One of Enniskillen's most popular publicans, the late Pat Blake was laid to rest on Monday following his death on Saturday, June 29 following a short illness.

Synonymous with the licenced trade in Enniskillen for many decades, the 91-year-old was highly-regarded for his career in the Melvin House, or what was fondly referred to as 'Blakes of the Diamond' and is now famous as 'Pat's Bar'. 

A true Enniskillener, born between the bridges on Church Street in 1933, above Blakes of the Hollow, he loved Enniskillen and it loved him back.

On Sunday evening, the hearse carrying his remains stopped at various points in the town: on the Diamond outside Pat’s Bar, where his family walked behind the hearse; outside Blakes of the Hollow, where he was born; and finally, outside St. Michael’s Church, where he was a faithful worshipper.

The respect with which Mr. Blake was held in Enniskillen could be seen from the large community presence at his funeral on Monday.

Individuals from local businesses, the licensing trade, and the community sector were among those who attended his funeral with family and friends, as well as representatives from the SDLP, which his son, Paul, is standing for in the general election today.

Leading tributes to Mr. Blake, Paul Blake remembered how his father “lived life to the full”.

Mr. Blake said: “He was wonderful, I have heard a lot of words said about him, all very true, he was a true townie and loved it.

“As a person, he had a wicked sense of humour, a real cheeky smile and he always looked on the bright side of life.

“He had a passion for Enniskillen and seeing it do well. He had a great passion for the arts, and he and mum were big supporters of the drama festival.

“He was always the person you could rely on if there was any crisis in your life, or someone to talk to or console with.

"You could always rely on him to go for a pint. He kept himself very positive in life.”

Receiving his education at Castleknock College, Dublin, Mr. Blake was sent to the Red Lion in Kilburn, London to learn the bar trade before taking on the management of the pub which still bears his name.

Mr. Blake explained: “When he returned, my granda had bought the Melvin House, as it was, and it became Pat’s Bar.

“He was not comfortable with that - he didn’t like the idea of his name on it. He was very modest, but his name became synonymous with it anyway, everybody was calling it Pat’s Bar or top Blakes; the name stuck after a while.

"He loved his time there; he was over 40 years on the Diamond.”

Mr.
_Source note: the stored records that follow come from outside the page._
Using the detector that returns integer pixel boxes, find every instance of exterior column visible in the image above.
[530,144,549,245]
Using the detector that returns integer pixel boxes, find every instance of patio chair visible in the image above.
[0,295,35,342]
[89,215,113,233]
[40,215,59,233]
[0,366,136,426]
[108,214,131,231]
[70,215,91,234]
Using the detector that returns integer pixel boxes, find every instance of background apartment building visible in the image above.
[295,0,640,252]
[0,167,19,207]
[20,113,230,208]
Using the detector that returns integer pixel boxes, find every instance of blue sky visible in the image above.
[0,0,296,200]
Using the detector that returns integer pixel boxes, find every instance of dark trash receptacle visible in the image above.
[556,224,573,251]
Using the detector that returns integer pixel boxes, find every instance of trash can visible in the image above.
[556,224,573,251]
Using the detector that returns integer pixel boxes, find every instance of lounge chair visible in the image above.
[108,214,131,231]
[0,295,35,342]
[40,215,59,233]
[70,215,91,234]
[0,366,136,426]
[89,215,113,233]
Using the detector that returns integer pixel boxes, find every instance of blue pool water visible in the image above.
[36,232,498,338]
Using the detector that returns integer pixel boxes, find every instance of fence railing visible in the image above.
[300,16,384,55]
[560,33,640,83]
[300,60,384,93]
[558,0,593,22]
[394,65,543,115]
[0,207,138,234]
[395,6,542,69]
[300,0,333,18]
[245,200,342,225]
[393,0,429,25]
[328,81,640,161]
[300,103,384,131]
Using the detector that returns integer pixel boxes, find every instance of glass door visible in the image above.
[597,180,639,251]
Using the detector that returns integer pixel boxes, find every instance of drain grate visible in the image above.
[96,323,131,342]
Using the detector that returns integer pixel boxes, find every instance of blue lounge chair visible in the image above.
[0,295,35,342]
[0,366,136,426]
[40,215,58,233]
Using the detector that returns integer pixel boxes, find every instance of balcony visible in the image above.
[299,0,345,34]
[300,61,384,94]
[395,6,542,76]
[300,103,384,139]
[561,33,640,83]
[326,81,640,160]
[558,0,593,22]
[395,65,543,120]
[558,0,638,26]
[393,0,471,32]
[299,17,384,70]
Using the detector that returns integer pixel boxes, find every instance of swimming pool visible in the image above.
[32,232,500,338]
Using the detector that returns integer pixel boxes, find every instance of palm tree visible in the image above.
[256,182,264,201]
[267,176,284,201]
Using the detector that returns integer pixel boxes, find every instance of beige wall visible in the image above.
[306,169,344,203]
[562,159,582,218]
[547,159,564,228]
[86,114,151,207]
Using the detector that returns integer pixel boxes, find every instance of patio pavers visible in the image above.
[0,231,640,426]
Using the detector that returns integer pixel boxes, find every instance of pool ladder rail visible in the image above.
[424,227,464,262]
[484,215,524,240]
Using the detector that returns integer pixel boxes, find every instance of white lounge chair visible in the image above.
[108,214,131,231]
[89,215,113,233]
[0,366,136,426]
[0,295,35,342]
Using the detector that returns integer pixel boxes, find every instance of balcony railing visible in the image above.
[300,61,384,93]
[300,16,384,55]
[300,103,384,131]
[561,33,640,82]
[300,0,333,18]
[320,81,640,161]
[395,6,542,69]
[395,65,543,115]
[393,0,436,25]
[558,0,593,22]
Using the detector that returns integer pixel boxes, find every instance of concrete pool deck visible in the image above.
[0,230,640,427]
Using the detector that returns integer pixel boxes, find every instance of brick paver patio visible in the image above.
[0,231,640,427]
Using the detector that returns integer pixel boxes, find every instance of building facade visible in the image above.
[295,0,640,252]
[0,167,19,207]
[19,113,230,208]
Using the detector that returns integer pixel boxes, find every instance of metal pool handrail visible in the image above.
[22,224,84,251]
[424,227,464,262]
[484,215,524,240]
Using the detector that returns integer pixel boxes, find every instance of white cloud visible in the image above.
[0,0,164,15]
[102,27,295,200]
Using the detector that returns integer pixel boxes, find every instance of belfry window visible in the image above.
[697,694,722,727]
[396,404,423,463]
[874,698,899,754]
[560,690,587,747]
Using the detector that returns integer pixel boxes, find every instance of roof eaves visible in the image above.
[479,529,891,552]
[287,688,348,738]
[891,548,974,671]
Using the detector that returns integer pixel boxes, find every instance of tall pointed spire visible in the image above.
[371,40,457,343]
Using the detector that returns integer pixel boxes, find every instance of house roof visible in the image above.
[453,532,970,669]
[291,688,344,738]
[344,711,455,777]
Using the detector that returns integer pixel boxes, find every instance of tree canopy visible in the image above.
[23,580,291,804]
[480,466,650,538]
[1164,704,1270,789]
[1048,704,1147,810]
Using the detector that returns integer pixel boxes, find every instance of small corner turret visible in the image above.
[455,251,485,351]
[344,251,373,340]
Blake retired from Pat’s in 1996 and later worked for a few years in Blakes of the Hollow before embracing his retirement.

Outside of work, Mr. Blake was a man of “deep Christian faith” and regularly attended 10am mass at St. Michael’s Church, enjoying a sociable coffee afterwards.

He was involved in Enniskillen Rugby Club, having learnt rugby at Castleknock, and later played for Enniskillen, and another great passion was golf.

Mr. Blake explained: “He used to organise a golf outing to Bundoran. The people who went on those trips found them to be absolutely memorable; golf was a great hobby and passion for him up until a few years ago.”

Up until his illness progressed rapidly a few weeks ago, Mr. Blake was in good health, explained his son.

“He lived a great life; he was his usual self going in and out to mass, having a coffee, walking from the house into town for a few pints.

"He loved watching football and watching the rugby. He always lived a full life.”

Mr. Pat Blake’s funeral took place at St. Michael’s Church, Enniskillen on Monday, July 1.

Following the funeral, his remains were buried at Cross Cemetery.

Funeral arrangements were carried out by Patrick Blake Funeral Directors.

Mr. Blake was predeceased by his wife, Philomena ‘Mena’ née Dourish in 2022. He is survived by his three children, Briege, William and Paul.